Das Thema eignet sich nicht gerade zum Amüsement, die Details sind so komplex, dass sogar politische Beobachter mitunter überfordert scheinen. Doch das britische Parlament schaffte es, dass selbst die ernsthaften Debatten um die EU äußerst viel an Unterhaltung zu bieten hatten.
Seit Dienstag vergangener Woche diskutierten die Abgeordneten darüber, ob die Regierung die Kollegen in Brüssel über den Austrittswunsch der Briten unterrichten und damit den Brexit-Prozess gemäß Artikel 50 der EU-Verträge einleiten darf.
Und auch wenn die Abstimmungen mehr Formsache waren, da der Großteil der Volksvertreter bereits im Vorfeld angekündigt hatte, trotz pro-europäischer Einstellung den Mehrheitswillen der Bevölkerung respektieren zu wollen, gaben die Debatten den Abgeordneten dennoch die Gelegenheit, die Tragweite der Brexit-Entscheidung sowie die unterschiedlichen Austrittsmöglichkeiten noch einmal von allen Seiten zu beleuchten. Mehr noch als sonst wurde im Parlament gejohlt, zwischengerufen, schadenfroh gelacht und sogar gepöbelt, auch wenn durch die traditionellen Höflichkeitstitel der Anstand gewahrt wurde.
Manchmal ging es zu wie auf der Tribüne im Fußballstadion, wie selbst John Bercow, der Sprecher des Unterhauses, bemerkte. „Ordnung, Ordnung“, rief er, der so etwas ist wie der Schiedsrichter der Abgeordneten, regelmäßig. „Es herrscht viel zu viel Lärm.“ Die Gemüter waren erhitzt ob der Brexit-Debatten, die überhaupt nur wegen eines Urteils des Obersten Gerichts im Parlament stattfanden. Im Januar verkündeten die höchsten Richter des Landes, dass die beiden Kammern, Unter- und Oberhaus, in das Verfahren um den Start des EU-Austritts eingebunden werden müssen.
Wie erwartet stimmte beim ersten Votum letzte Woche die große Mehrheit für das Gesetz, das Premierministerin Theresa May die Vollmacht überträgt, den Scheidungsantrag von der EU zu stellen. 498 Parlamentarier dafür. 114 dagegen.
Auch bei der finalen Abstimmung am Mittwochabend fiel das Ergebnis deutlich aus.
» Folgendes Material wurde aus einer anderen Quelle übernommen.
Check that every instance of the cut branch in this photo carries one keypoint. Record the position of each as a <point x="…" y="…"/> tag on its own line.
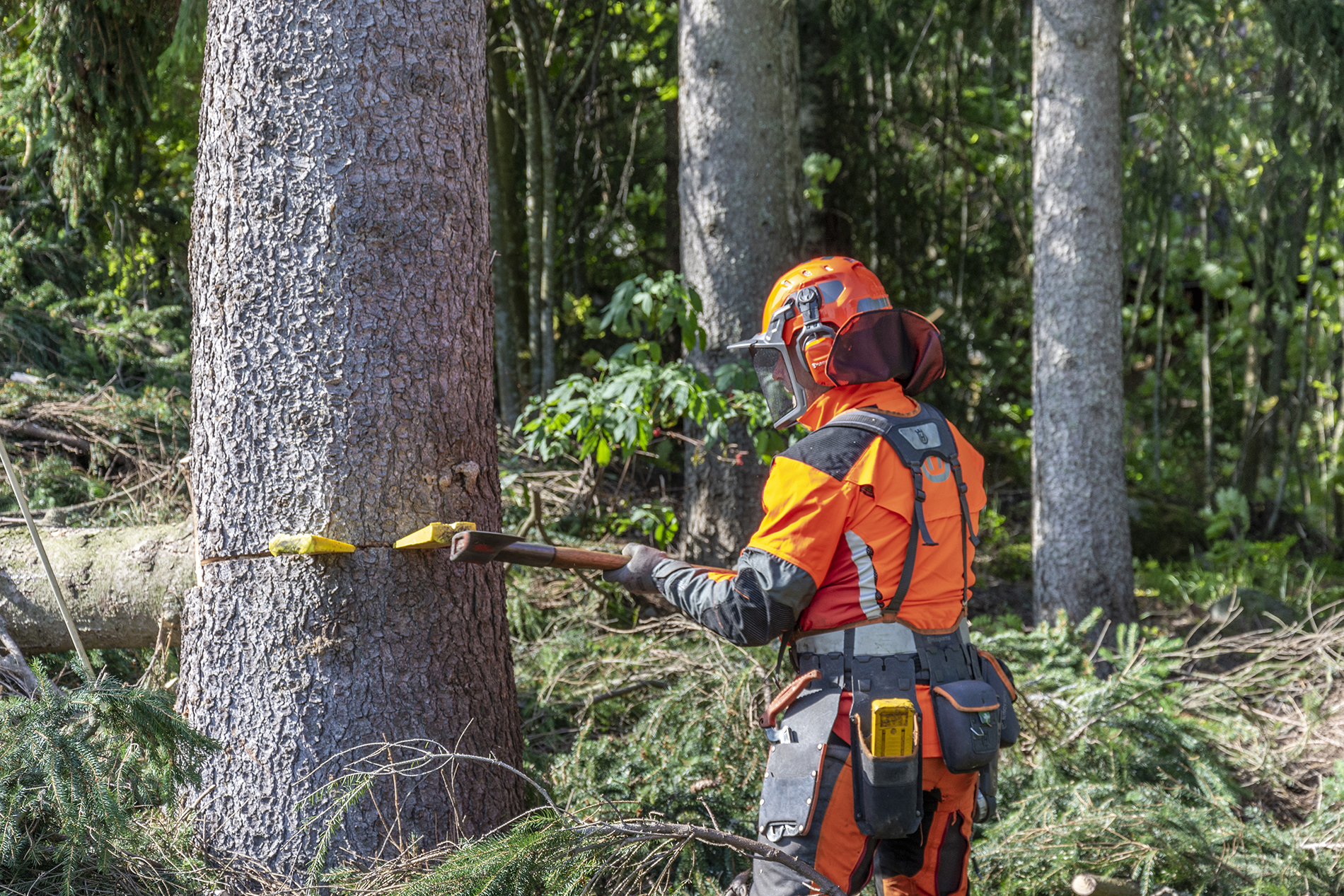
<point x="121" y="583"/>
<point x="30" y="430"/>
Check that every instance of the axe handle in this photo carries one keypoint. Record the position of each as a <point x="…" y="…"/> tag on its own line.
<point x="581" y="559"/>
<point x="561" y="558"/>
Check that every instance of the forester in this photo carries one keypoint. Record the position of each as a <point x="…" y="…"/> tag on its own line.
<point x="884" y="747"/>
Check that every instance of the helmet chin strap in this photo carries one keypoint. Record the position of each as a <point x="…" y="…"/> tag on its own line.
<point x="818" y="339"/>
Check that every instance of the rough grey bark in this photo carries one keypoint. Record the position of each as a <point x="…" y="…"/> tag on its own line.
<point x="342" y="385"/>
<point x="120" y="583"/>
<point x="741" y="192"/>
<point x="1079" y="515"/>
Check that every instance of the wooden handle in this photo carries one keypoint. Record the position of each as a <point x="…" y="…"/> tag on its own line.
<point x="581" y="559"/>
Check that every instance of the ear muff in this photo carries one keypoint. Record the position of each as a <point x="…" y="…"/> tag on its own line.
<point x="818" y="343"/>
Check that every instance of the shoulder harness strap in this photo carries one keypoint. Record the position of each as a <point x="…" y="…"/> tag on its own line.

Mit 494 gegen 122 Stimmen erteilten die Parlamentarier der Regierung die förmliche Erlaubnis für den Start des Brexit-Verfahrens, den Premierministerin Theresa May für nicht später als Ende März geplant hat, erhält.
Die Konservative darf das Ergebnis zwar als großen Erfolg verbuchen. Und doch offenbarten die Debatten, wie gespalten das Parlament ist in der Frage, wie der Brexit umgesetzt werden soll. Die Regierungschefin hatte kürzlich angekündigt, um Einwanderung kontrollieren zu können, einen harten Bruch mit Brüssel anzustreben und Großbritannien damit auch aus dem gemeinsamen europäischen Binnenmarkt führen zu wollen. Es wurde als Zugeständnis an die lautstarken Brexit-Hardliner in der eigenen Partei verstanden. Das stößt vielen pro-europäischen Parlamentariern auf, vor allem aus der oppositionellen Labour-Partei. Noch mehr ärgert sie nur, dass ihr Vorsitzender Jeremy Corbyn aus Angst vor Wählerverlusten bei strengstem Fraktionszwang verfügt hat, dass Labour für den Gesetzentwurf stimmen soll, auch wenn die Regierung auf keine Änderungsanträge eingehen sollte.
Drei Mitglieder des Schattenkabinetts sind deshalb bereits zurückgetreten. Seit Monaten bilden die Sozialdemokraten aufgrund interner Querelen keine wirklich effiziente Opposition. Trotzdem wollte May ihren Kritikern zumindest in einem Punkt entgegenkommen und kündigte an, dass die Abgeordneten über den endgültigen Austrittsvertrag abstimmen dürfen, bevor dieser dem EU-Parlament vorgelegt wird.
Zuvor hatten EU-Befürworter in ihrer eigenen konservativen Partei damit gedroht, Änderungsanträge der Opposition zu unterstützen. Doch das vermeintliche Zugeständnis von May wurde von Politikern aller Couleur als „Friss-oder-Stirb-Votum“ kritisiert. Die Opposition hatte vielmehr gehofft, Einfluss auf die EU-Austrittsstrategie der Regierung nehmen zu können. Tatsächlich aber geht es darum, „die EU mit oder ohne einen ausgehandelten Vertrag zu verlassen“, wie Brexit-Staatssekretär David Jones es nannte.